The defense was led by Chadbourne partner and head of the White Collar Defense, Regulatory Investigations and Litigation Group Abbe D. Lowell. Christopher Man, Michael Pusateri and Michelle Chasse from the Washington, D.C. office worked on the case with Mr. Lowell.
"We are grateful that the Justice Department, after hearing from the jury, has dismissed the remaining charges in this case. As we stated in our motions and arguments in court, the novel theory of campaign law violations charged by the Justice Department is not a crime. It should be addressed, if at all, by the Federal Election Commission, which our evidence showed seems to have agreed with our views on the law," said Mr. Lowell.
"While John has repeatedly admitted to his sins, he has also consistently asserted, as we demonstrated at the trial, that he did not violate any campaign law nor even imagined that any campaign laws could apply.

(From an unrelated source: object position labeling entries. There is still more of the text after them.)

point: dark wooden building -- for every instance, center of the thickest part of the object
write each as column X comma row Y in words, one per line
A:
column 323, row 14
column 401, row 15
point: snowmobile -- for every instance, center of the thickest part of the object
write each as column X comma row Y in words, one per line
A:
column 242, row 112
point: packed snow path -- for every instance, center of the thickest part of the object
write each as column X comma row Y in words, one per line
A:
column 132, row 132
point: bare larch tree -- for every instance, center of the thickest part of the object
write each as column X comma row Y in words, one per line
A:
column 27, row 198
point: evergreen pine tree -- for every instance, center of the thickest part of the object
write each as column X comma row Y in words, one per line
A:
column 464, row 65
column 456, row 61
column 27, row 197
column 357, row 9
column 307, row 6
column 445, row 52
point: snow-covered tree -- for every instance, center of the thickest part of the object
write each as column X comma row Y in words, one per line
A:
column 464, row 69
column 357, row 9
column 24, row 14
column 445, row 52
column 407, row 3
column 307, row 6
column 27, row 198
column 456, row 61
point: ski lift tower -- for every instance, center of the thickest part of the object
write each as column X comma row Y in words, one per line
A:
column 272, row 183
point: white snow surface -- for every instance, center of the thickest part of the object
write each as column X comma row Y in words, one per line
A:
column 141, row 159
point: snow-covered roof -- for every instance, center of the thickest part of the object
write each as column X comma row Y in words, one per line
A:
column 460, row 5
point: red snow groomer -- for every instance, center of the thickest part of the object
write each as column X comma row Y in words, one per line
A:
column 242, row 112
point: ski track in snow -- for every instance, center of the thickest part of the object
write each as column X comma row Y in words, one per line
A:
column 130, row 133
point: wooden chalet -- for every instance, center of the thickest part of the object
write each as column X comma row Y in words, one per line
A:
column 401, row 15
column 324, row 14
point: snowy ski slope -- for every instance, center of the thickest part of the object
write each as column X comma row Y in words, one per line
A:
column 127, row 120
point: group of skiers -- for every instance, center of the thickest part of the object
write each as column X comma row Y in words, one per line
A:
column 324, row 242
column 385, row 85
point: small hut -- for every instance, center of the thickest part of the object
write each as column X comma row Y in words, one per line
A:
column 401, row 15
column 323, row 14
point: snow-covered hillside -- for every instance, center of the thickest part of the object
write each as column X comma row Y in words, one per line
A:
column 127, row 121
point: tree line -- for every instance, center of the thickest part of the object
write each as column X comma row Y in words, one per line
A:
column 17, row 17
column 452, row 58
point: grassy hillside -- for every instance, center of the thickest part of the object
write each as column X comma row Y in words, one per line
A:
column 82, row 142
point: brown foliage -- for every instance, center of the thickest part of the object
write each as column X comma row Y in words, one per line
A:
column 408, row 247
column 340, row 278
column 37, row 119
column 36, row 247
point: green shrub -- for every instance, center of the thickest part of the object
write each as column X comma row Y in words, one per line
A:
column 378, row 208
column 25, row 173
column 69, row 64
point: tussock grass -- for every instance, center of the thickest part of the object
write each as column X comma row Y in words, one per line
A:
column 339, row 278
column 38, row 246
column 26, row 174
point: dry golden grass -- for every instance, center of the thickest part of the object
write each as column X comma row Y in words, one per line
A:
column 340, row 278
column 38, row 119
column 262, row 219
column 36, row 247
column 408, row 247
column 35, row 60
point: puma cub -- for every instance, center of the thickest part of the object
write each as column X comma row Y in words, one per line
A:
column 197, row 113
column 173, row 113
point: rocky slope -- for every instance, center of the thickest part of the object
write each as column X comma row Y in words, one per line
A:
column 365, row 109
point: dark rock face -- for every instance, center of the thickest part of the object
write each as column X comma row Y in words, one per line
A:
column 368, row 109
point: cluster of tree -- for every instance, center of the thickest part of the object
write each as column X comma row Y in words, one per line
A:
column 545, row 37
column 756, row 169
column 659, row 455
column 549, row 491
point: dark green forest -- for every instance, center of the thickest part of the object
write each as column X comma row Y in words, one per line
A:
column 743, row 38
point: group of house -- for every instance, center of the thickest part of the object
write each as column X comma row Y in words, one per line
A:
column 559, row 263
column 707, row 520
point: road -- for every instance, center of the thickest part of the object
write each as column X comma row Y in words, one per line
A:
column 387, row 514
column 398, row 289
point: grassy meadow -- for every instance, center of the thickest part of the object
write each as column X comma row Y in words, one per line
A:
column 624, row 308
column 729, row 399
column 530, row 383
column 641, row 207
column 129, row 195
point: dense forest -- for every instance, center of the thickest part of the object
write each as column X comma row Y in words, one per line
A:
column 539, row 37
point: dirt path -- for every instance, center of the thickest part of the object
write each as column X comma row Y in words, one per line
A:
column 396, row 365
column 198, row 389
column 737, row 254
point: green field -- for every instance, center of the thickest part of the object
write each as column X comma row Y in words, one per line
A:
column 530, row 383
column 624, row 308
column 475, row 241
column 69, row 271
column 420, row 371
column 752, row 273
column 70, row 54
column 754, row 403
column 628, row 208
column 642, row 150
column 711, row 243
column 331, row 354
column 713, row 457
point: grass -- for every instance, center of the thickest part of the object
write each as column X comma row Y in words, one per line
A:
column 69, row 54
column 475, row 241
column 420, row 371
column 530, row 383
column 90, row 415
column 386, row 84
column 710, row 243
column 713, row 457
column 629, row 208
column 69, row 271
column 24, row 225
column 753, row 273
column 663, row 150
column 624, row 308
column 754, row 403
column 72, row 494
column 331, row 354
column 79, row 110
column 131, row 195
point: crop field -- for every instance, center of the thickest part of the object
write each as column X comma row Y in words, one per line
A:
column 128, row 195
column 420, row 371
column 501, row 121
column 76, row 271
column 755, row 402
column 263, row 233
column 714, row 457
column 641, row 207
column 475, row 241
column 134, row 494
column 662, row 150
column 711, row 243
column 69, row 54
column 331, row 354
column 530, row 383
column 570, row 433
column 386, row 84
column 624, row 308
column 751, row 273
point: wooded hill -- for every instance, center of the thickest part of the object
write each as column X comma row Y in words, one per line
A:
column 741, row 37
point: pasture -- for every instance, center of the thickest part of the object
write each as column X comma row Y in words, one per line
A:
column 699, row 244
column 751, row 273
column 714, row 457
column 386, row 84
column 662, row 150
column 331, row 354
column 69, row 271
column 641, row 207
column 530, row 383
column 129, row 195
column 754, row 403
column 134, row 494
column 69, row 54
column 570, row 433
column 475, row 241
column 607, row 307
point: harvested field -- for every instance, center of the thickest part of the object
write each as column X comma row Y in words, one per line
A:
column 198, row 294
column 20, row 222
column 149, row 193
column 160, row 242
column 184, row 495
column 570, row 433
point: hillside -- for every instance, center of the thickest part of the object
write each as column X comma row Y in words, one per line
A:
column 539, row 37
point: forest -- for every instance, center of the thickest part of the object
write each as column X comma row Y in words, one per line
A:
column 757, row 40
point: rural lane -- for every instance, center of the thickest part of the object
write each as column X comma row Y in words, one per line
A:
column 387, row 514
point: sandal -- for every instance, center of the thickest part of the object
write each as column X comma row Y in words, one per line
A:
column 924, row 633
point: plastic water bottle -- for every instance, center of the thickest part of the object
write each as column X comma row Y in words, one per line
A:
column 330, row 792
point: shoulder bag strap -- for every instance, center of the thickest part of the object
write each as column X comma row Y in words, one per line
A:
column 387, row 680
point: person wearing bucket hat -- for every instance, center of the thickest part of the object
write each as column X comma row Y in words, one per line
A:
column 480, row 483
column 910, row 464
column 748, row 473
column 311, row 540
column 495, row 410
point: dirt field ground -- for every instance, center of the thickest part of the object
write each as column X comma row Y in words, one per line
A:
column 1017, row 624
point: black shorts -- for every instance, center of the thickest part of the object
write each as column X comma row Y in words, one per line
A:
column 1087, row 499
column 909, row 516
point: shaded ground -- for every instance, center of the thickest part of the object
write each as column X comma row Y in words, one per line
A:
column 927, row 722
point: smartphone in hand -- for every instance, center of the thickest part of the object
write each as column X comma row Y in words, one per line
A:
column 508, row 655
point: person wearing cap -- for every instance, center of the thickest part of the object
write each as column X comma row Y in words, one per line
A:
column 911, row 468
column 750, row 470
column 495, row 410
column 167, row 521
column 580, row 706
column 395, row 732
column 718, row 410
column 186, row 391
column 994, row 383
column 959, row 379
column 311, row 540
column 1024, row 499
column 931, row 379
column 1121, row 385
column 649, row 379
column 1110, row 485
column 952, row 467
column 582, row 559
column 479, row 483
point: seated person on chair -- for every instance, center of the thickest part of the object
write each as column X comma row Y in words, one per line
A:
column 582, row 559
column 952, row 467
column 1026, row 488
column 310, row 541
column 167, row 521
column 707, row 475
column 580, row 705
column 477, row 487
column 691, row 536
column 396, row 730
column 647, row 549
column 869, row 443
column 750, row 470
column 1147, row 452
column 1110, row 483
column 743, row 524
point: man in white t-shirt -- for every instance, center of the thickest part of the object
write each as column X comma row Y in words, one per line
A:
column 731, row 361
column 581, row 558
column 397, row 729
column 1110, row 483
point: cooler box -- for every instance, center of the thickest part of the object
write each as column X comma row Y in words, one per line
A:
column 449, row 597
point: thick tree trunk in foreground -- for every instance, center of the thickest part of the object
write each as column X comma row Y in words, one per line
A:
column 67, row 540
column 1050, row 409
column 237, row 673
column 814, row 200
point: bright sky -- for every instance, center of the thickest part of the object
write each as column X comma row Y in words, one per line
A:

We are confident that the outcome of any new trial would have been the same. We are very glad that, after living under this cloud for over three years, John and his family can have their lives back and enjoy the peace they deserve," Mr. Lowell added.
Senator Edwards faced six felony charges alleging violations of federal campaign laws arising from funds paid by his friends Rachel Mellon and Fred Baron to help hide his extramarital affair in part while he was running for President in 2007 and 2008. The prosecution contended that payment of such funds by third parties for that purpose amounted to excessive campaign contributions. The Edwards defense team argued that he was unaware of the payments that were arranged by a former campaign aide, that the payments were not contributions in any event, and that neither he nor any candidate would have believed such payments were even covered by federal campaign law.
The trial began April 23. The government put on almost three weeks of evidence, calling 24 witnesses. The defense called only five witnesses in two-and-a-half days. The jury deliberated for nine days, starting on May 18 with the verdict coming on May 31.